Berlin/Hostel EastSeven

Things I discovered after arriving:

My pillow from home isn’t necessary.  It could be ditched, should be ditched; the tote bag I am carrying weighs more than the items inside.

Everything is about direction.  I take a circuitous route, arriving here on a Wednesday morning that feels like Tuesday, dizzy with it.

At the hostel on the first night: a girl named Sierra, who is  full of life and energy at 21, traveling alone before returning to Santa Barbara.  I chop onions, tears forming in my eyes.  I question why I need someone else to tell me my worth.

Yesterday I walked everywhere, stopping to have a glass of wine.  A man walks by disheveled asking for coins.  I see him again, blocks later; he approaches.  “I got you,” I say, hands reaching, empty pockets.

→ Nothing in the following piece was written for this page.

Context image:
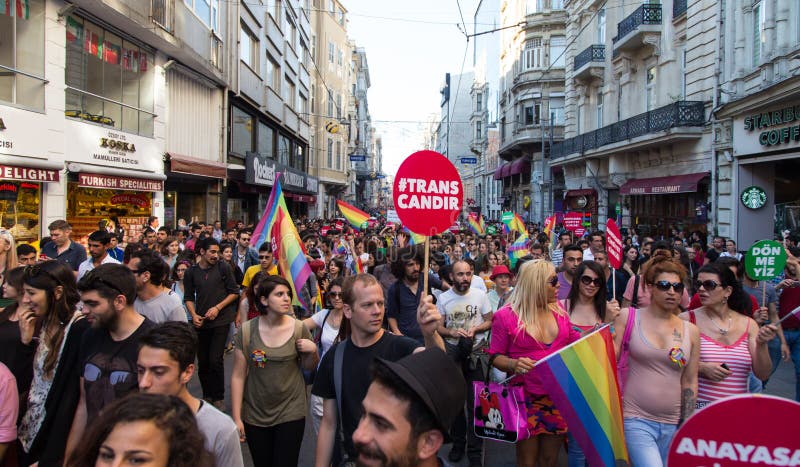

This neighborhood is gritty and prosperous at the same time; most buildings graffiti-covered, the streets lined with expensive boutiques, clothing I could never afford but lust for, imagining another life.  I walk into a paper shop and pay too much for postcards, a notebook to fill with empty words.  I take pictures of people: a man wearing pale mint shorts, leaning against his book bag on a wall bordering a river in Berlin; a girl chasing pigeons in the dirty city street.  When I look later the pictures are blurred.